History doesn’t clarify who said it first, Oscar Wilde or Samuel Johnson, but the definition of a second marriage as a “triumph of hope over experience” certainly describes the current romance with single payer health care.
“Single payer” is the euphemism for what used to be called national health insurance or socialized medicine. In theory it could work with a regulated monopoly private insurer or provider, but usually means a government-controlled health care system.
There are certain obvious advantages to a single payer system. The first comes from its very size. If it covers everybody, it doesn’t have the statistical risk factors or the expense of competing for customers. It can reduce the cost, if it chooses to do so, by standardizing forms, claims procedures, and even, to a degree, some routine procedures.
A single payer system can cut expenses by being the only large-volume buyer in the markets for drugs and medical supplies.
Size isn’t only an advantage; it is also, in one sense, the enemy. Medical care is a technology-driven, rapidly changing activity, and large organizations tend to resist change, especially those involving new technology.
The problems with single payer systems, however, go well beyond those inherent in its size.
The first difficulty is that it is run by the government, which has a dismal track record when it comes to managing anything. More specifically, it is a system that will ultimately be controlled by Congress. According to the latest Gallup Historical poll only one person in six thinks that Congress is doing a good job with its current responsibilities. With those odds, what is the likelihood that people will be happy when their health care is in the hands of Congress?
A second difficulty is that a single payer system does not, by itself, address health care costs. Even those possible cost reductions attributable to size and uniformity seem questionable in the face of the government’s history with cost containment. The admirable low level of administrative costs in Medicare, for example, are achieved in no small part by dishing off much of the system’s administrative burden on to the hospitals, clinics, physicians, and others who provide the medical services.
A third problem with the kind of single payer system Congress is considering is structural. Essentially, it comes down to a question: what will happen to the 2.5 million people who currently work in the private health insurance system? The correct answer is, initially, “it depends.” One way or another, though, when the single payer system finally absorbs responsibility for everyone, the private health insurance industry will either disappear or be reduced to a micro-system for the wealthy who can afford it.

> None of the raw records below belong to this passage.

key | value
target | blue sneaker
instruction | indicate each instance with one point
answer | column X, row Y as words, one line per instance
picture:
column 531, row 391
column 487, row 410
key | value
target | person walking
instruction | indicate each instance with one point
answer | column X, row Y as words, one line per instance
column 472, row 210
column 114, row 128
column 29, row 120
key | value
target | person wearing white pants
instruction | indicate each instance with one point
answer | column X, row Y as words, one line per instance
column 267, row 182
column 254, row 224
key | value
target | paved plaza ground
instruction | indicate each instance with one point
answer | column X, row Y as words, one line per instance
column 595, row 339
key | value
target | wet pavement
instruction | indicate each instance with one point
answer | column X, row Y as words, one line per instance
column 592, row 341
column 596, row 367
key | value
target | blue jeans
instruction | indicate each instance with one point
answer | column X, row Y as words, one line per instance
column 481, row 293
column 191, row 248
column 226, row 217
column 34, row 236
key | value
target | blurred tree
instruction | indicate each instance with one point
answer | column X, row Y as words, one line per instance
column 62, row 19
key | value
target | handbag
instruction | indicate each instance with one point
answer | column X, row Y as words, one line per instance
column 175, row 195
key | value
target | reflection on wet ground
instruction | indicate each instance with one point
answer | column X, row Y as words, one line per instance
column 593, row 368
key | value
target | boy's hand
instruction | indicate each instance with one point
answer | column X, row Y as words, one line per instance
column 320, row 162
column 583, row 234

The fourth difficulty is one of digestion. We tend to think of Medicare as large, for example, and with annual expenditures of $588 billion, it is. But it is dwarfed by the size of the employer-based private medical insurance industry, where two-thirds of Americans are now covered.
The fifth problem is that a “Medicare for all” and “health care is a right” approaches to health care insurance seriously underestimate their costs to taxpayers. “All,” for example, implies that the system will have to fund the coverage for the 28.1 million people who, according to Census Bureau data for 2016, have no medical insurance coverage.

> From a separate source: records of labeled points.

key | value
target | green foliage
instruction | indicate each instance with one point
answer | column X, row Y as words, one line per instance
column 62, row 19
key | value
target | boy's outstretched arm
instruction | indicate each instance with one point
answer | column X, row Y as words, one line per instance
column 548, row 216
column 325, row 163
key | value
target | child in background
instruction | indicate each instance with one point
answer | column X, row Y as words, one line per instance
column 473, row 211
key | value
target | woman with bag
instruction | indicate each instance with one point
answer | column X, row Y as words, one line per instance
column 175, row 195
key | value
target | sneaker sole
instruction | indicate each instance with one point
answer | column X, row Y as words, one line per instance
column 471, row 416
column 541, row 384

None of these problems, issues, and difficulties are likely to change the outcome of the political battle over health care insurance. Taking them into account, though, would help us avoid some of the mistakes of Obamacare. Also, by the better picture of what we are getting into, it would help to avoid disillusionment in the system we get.

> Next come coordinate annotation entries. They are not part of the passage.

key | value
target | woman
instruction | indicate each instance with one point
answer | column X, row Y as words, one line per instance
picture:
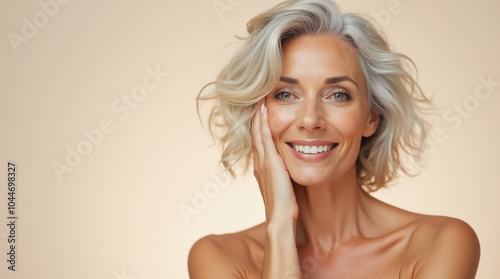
column 327, row 111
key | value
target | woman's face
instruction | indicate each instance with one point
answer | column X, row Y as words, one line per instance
column 320, row 101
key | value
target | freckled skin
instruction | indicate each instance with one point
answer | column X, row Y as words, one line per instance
column 311, row 115
column 341, row 231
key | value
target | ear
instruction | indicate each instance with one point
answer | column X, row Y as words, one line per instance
column 371, row 123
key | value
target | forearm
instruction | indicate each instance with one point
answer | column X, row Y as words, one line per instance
column 281, row 259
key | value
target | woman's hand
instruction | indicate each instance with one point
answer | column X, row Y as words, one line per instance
column 281, row 259
column 270, row 170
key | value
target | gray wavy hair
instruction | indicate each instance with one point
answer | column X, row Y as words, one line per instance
column 255, row 69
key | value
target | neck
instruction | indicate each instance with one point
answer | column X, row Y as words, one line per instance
column 330, row 214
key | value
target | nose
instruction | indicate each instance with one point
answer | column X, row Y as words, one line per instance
column 311, row 116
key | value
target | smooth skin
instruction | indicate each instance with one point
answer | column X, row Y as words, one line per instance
column 319, row 221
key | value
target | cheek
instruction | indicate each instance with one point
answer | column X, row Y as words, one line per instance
column 280, row 118
column 349, row 123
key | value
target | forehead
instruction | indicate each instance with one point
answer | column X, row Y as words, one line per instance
column 320, row 56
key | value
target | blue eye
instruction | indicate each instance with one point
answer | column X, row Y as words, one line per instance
column 283, row 95
column 341, row 96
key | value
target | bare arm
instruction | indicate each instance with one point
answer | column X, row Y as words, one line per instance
column 207, row 260
column 454, row 254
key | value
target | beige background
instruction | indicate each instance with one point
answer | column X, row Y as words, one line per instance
column 116, row 214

Ultimately, single payer systems end up rationing health care. Where the system allows private health care facilities to exist, high quality medical care is available on demand for affluent patients. Our current medical facilities are used routinely by foreign patients either seeking latest-technology treatment that is unavailable in their country or simply fleeing the long delays of their systems.
Our current system has some built-in rationing dimensions: limits on expenditures; ailments or procedures not covered, or treatments not approved. At that point, only the wealthy and those with access to the courts or the news media have any options available.
The support for a single payer system is more hope than experience at this point. The underlying truth is that most people like their health care insurance but are unhappy with how much it costs. Until we directly address the cost of health care itself any insurance system we design is bound to be a disappointment.
James McCusker is a Bothell economist, educator and consultant.